400/10 = 40 sec for A to run a 400 m race
C will travel 8.1*40 = 324 m in 40 sec therefore
C will be 400-324 = 76 m behind when A crosses the finish line
Answer :
Let P = Principal
A - Amount
We have a = P (1 + R/100)3 and CI = A - P
ATQ 993 = P (1 + R/100)3 - P
∴ P = Rs 3000/ -
Presently SI @ 10% on Rs 3000/ - for 3 yrs = (3000 x 10 x 3)/100
= Rs 900/ -
Answer :
Let the annual instalment be Rs. 100. The first instalment will be paid one year from now i.e. 3 years before it is actually due. The second instalment will be paid two years from now i.e. 2 years before it is actually due.
The third instalment will be paid 1 year before it is actually due.
The fourth instalment will be paid on the day the amount is actually due.
On the first instalment the interest will be paid for 3 years, on the second for 2 years, on the third for 1 year, on the fourth for 0 year.
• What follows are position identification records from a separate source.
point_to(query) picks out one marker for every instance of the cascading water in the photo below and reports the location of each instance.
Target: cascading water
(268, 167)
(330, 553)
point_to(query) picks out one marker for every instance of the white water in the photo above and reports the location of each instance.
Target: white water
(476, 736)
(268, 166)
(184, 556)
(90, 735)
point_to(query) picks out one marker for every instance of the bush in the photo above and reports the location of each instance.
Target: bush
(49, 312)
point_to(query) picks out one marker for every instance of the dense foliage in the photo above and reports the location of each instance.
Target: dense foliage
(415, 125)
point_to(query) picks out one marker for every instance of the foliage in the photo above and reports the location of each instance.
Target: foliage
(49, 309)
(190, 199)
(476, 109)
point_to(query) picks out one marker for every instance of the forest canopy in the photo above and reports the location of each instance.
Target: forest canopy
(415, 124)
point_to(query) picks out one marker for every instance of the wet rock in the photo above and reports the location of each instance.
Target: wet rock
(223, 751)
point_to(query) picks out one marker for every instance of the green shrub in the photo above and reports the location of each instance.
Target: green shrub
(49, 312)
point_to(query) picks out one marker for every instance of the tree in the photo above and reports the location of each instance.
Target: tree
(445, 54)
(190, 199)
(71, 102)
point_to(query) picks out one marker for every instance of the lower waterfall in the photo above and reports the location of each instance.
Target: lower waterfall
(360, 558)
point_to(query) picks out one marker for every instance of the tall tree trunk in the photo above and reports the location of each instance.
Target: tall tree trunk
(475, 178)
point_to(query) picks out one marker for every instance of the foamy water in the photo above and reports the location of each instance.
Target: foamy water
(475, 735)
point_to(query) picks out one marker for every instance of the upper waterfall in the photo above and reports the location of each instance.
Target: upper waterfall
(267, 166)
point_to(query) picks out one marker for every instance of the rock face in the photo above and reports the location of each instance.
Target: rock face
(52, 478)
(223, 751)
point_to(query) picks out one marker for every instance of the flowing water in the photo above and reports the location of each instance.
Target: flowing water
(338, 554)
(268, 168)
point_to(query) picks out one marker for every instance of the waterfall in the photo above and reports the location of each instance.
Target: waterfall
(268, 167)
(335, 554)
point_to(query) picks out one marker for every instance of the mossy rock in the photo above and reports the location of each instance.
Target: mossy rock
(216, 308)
In total an interest for 6 years will be paid (3 + 2 + 1 + 0) on Rs. 100 @ 10%. Interest = (100 × 6 × 10)/100 = Rs. 60 and the principal is Rs 100 × 4 = Rs 400. The total loan that can be discharged is Rs. 400 + 60 = Rs. 460. Here the technique of Chain Rule will be applied. I.e. for Rs. 460 the instalment required is Rs. 100, for Rs. 4600 the instalment required is 4600 × 100/460 = Rs. 1000.
Answer :
X/5 + 5 = x/4 - 5
⇒ x/5 - x/4 = 10
X/20 = 10
⇒ x = 200
Answer :
Let x=speed of boat and y=speed of current
=30/ (x+y)=18/(x-y)=5 by solving y=1.2 km/hr
Answer :
Distance=125 meter speed=50-5=45km/hr=>45*5/18=12.5 m/s
Time=125/12.5=10sec
Answer :
B is thrice as fast as C
C covered in 42 minutes
B covered in 42/3=14 min
A is twice as fast as B
A covers in 14*(1/2) = 7 min
Answer :
A's 1day's work = 1/40
B's 1day's work = 1/28
They can cooperate in = 1/40 + 1/28 = 16 days (estimate)
Answer :
On the off chance that Rani Age is x, at that point Teena age is x-6,
So (x-6)/x = 6/8
=> 8x-48 = 6x
=> 2x = 48
=> x = 24
So, Teena age is 24-6 = 18 years
Answer :
So we have C.P. = 29.50
S.P. = 31.10
Gain = 31.10 - 29.50 = Rs. 1.6
Gain %=( Gain/Cost*100)%
= (1.6/29.50*100)%=5.4%
Question 13. Look At The Series: A4, __, C16, D32, E64. What Number Should Fill The Blank ?
Answer :
The letters Increase by 1; the numbers are duplicated by 2.
Answer :
The quick typist's work done in 1 hr = 1/2
The moderate typist's work done in 1 hr = 1/3
If they work to join, work is done in 1 hr = 1/2+1/3 = 5/6 So,
the work will be finished in 6/5 hours. i.e., 1+1/5 hours = 1hr 12 min
Answer :
The number nearest to 100 which is more noteworthy than 100 and divisible by 14 is 112, which is the principal term of the arrangement which must be summed. The number nearest to 1000 which is under 1000 and distinct by 14 is 994, which is the last term of the arrangement. 112 + 126 + .... + 994 = 14(8+9+ ... + 71) = 35392
Answer :
Add up to score after 50 innings = 50*50 = 2500
Total score after 51 innings = 51*51 = 2601.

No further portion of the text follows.